A few posts ago we talked about the NuVinci continuously variable transmission during our series on gas mileage technologies. The NuVinci design is an innovative type of continuously variable transmission that has not yet been used by a major automaker. However, there are other types of conventional continuously variable transmissions that have been used in cars. These are conventional in comparison with the NuVinci, but advanced compared to the common manual or automatic transmissions in almost all of our cars.
Everyday transmissions adjust the ratio between the rotational speed or RPM of the engine and the wheels by choosing from four or five fixed metal gears. Current continuously variable transmissions use a pair of variable diameter pulleys instead of the gears. Each pulley is formed out of two cones with their tips or apexes pointing towards each other. These cones can move closer together or farther apart. A hydraulic or spring system is used to control the spacing between the cones.
A belt runs between the pulleys, fitting in the groove between the two cones. Older designs used rubber belts that were shaped like a V to better contact the sides of the cones. Now with newer metal alloys there are metal belts. The metal belts are stronger and allow for transmissions that can support much higher torques.

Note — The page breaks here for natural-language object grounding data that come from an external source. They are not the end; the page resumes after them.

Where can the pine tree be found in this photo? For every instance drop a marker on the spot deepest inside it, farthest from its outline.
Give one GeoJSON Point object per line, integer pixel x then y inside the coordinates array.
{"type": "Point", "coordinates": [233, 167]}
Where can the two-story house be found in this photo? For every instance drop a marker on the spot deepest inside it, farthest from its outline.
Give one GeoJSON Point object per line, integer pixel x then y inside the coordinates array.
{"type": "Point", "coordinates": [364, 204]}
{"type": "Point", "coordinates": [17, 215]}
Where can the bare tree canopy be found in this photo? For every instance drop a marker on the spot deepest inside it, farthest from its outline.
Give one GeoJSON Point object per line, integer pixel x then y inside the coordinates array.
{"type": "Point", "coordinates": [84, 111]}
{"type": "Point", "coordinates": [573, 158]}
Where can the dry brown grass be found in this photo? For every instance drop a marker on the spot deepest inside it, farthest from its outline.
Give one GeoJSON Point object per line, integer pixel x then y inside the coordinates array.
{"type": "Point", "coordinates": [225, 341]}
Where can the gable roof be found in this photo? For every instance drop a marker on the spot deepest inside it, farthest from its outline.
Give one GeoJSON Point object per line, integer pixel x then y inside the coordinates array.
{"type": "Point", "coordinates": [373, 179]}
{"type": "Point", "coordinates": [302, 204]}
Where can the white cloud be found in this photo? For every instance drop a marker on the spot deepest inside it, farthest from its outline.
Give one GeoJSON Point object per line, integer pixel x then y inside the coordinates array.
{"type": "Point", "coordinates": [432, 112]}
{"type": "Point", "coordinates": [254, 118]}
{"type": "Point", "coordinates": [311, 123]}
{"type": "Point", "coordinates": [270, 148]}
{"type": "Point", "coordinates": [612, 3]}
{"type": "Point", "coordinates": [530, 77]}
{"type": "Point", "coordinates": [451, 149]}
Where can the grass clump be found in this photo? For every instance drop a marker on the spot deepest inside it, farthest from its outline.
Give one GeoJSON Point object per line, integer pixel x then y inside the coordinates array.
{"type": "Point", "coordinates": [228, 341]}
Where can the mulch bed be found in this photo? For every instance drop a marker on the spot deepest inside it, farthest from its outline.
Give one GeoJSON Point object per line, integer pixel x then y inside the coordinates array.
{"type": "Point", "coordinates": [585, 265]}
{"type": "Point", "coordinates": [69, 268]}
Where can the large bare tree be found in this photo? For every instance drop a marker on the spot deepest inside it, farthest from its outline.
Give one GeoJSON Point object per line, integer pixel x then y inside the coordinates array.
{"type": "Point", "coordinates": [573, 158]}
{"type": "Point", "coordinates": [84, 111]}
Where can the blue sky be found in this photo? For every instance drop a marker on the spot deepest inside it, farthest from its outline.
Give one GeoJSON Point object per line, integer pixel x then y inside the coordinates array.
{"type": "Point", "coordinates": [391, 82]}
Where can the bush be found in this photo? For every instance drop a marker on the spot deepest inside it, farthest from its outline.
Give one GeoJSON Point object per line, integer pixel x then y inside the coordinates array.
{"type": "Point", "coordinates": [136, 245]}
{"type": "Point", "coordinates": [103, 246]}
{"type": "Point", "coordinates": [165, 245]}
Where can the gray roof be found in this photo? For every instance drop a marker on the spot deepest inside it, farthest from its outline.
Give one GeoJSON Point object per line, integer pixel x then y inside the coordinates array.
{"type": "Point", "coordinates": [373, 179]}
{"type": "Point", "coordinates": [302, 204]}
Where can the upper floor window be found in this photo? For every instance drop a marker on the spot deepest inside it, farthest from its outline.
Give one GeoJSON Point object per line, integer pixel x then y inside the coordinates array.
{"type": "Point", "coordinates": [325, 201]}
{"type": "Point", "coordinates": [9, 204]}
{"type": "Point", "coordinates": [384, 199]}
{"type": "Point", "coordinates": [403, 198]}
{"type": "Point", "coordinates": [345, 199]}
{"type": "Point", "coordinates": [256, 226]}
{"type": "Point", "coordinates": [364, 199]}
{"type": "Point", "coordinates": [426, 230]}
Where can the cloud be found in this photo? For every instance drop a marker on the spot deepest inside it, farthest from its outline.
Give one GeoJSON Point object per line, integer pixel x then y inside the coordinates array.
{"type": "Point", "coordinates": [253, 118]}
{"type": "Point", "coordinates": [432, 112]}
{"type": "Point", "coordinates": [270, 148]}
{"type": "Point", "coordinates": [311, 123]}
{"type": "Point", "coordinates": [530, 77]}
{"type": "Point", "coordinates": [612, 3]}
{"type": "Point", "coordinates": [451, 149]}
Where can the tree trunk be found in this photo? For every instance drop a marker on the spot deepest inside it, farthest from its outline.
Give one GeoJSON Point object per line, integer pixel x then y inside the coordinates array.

The idea is that as the cones move farther apart, the belt can slip farther down between them and get closer to the pulley axis. The lower down the groove the belt is the smaller the effective diameter of the pulley.
It is necessary to have variable diameter pulleys in pairs. If one pulley pushed the cones closer together forcing the belt up the groove and increasing the belt diameter the belt would have to stretch if the other pulley did not simultaneously decrease its diameter the same amount. One pulley of the pair is connected to the engine crankshaft and the other to the vehicle driveshaft. As they change their diameters in lockstep the ratio of crankshaft diameter to driveshaft diameter can vary continuously. The ratio of these diameters is in inverse proportion to the ratio of their rotational speeds or RPM. If for example the largest diameter (when the cones are close together) is double the smallest diameter (when the cones are far apart) then the output (driveshaft) RPM can vary continuously between one half the input (crankshaft) RPM and double the input RPM.
The result is better gas mileage due to two main factors. One is the fact that the engine can run closer to its most efficient RPM more of the time. The second is that the transmission is very simple so the losses due to friction within the mechanisms are reduced. These factors give a 6% increase in fuel economy.